If you are new to Nepali mutual funds, these are the words that do most of the work in this article:

  • NAV (net asset value): the per-unit book value of a fund - the total worth of everything it owns minus what it owes, divided by units outstanding. Each fund house publishes it in a monthly report.
  • LTP (last traded price): the price a listed, closed-end scheme last changed hands at on the Nepal Stock Exchange (NEPSE).
  • Premium / discount to NAV: the gap between market price and NAV. Trading below NAV is a discount (you buy assets for less than book value); trading above is a premium.
  • Distributable dividend: the share of realised gains and income a scheme is legally allowed to pay out to unit-holders.
  • Closed-end vs open-end: a closed-end fund raises a fixed pool, lists on NEPSE and matures on a set date; an open-end fund issues and redeems units on demand at NAV, with no maturity.
  • AUM / paid-up size: how much money the scheme manages - a rough gauge of its scale and liquidity, quoted in crore and arba (1 arba = 100 crore = Rs 1 billion).

How to start investing in Nepali mutual funds

Getting started is more straightforward than most first-time investors expect. The practical path looks like this:

  1. Open a demat account and BOID through any depository participant (a bank or broker), then register on MeroShare - this is your gateway to holding and applying for securities online.
  2. Link a bank account for ASBA/C-ASBA so you can apply for new fund offerings and debenture issues directly from your bank.
  3. Decide your style: buy a listed closed-end scheme any trading day on NEPSE through your broker's TMS, apply for an open-end scheme at NAV, or subscribe to a systematic plan (SIP) that invests a fixed amount every month.
  4. Mind the costs and tax: factor in brokerage, and remember that dividends and capital gains are taxable in Nepal - check the current rates before you invest.

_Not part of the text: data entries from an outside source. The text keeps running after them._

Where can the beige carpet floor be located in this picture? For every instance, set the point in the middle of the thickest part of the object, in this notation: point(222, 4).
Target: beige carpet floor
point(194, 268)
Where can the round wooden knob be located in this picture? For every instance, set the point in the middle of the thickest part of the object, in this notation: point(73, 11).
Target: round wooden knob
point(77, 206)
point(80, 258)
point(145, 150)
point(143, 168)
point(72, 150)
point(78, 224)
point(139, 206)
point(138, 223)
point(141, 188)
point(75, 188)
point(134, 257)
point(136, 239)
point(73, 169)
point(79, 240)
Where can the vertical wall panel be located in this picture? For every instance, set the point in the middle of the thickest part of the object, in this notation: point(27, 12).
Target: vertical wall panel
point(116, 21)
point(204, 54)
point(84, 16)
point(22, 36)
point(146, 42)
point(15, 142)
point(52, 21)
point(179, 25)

A mutual fund suits investors who want exposure to the share market without the time or expertise to pick individual stocks. Start with an amount you can leave invested, compare a handful of schemes on the numbers, and review your holdings each time the AMCs publish fresh monthly reports.

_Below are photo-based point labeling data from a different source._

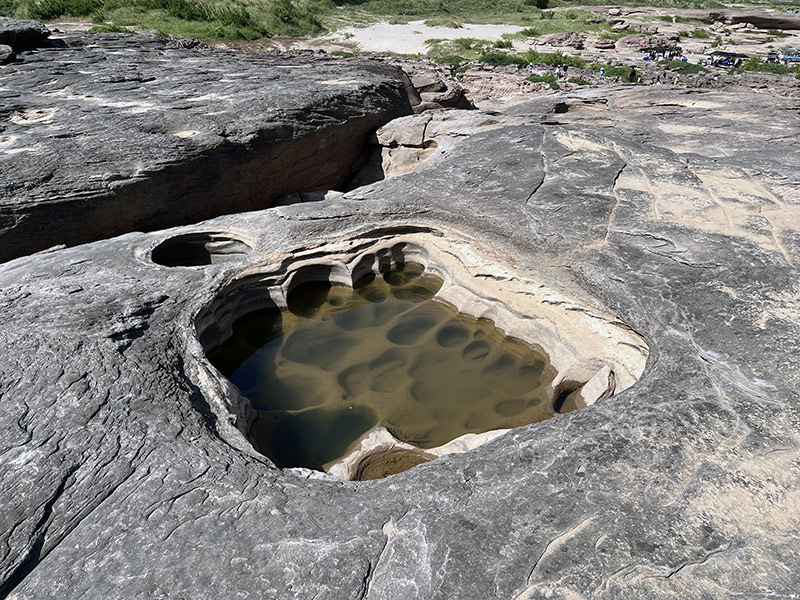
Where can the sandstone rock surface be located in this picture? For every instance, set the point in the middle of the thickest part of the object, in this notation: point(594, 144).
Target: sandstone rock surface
point(95, 136)
point(677, 211)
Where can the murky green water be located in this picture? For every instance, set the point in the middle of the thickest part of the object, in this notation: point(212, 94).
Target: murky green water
point(340, 361)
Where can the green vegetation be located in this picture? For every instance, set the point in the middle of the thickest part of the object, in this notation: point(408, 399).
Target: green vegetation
point(657, 3)
point(683, 68)
point(444, 22)
point(205, 19)
point(547, 78)
point(554, 59)
point(252, 19)
point(543, 23)
point(110, 29)
point(501, 59)
point(676, 19)
point(464, 48)
point(777, 33)
point(626, 74)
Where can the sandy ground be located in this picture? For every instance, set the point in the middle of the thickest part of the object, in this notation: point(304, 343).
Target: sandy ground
point(410, 38)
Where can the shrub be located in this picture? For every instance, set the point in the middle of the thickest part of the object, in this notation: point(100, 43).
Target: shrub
point(109, 29)
point(47, 10)
point(554, 59)
point(451, 59)
point(684, 68)
point(547, 78)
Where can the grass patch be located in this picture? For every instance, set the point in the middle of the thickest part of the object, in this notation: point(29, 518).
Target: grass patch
point(205, 19)
point(502, 59)
point(466, 48)
point(626, 74)
point(547, 78)
point(656, 3)
point(675, 19)
point(110, 29)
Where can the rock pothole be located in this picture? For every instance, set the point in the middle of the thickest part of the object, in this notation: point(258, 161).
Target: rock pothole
point(366, 358)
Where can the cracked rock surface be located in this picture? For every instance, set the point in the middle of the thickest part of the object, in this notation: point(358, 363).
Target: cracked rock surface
point(96, 132)
point(675, 210)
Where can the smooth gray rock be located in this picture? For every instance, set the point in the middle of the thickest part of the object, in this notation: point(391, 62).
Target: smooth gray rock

Want the latest figures, side by side for every scheme? Explore every debenture on Nepal's Capitals - refreshed each trading day, straight from the source.

Frequently Asked Questions

How many corporate debentures are there in Nepal?

Nepal's Capitals tracks 82 debenture issue, from 54 issuers.

What coupon do Nepali debentures pay?

Coupons range from about 4% to 12% per annum, fixed for the debenture's tenor.

Are debentures safer than shares?

Generally yes - a debenture pays a fixed coupon and returns principal at maturity, so it is less volatile than equity, though it also offers less upside.

Can I sell a debenture before maturity?

If it is listed on NEPSE, yes - you can sell in the secondary market at the prevailing price, which moves inversely with interest rates.

How do I apply for a debenture issue?

Apply during the public issue window through ASBA/C-ASBA at your bank using your demat account.

SK
Written bySandeep Kumar Chaudharyhttps://sandeepkumarchaudhary.com/

Disclaimer. This article is informational and is not investment advice or a recommendation to buy or sell any security. Every figure is sourced from primary AMC disclosures and SEBON filings and is recomputed each trading day. Confirm the latest numbers before acting.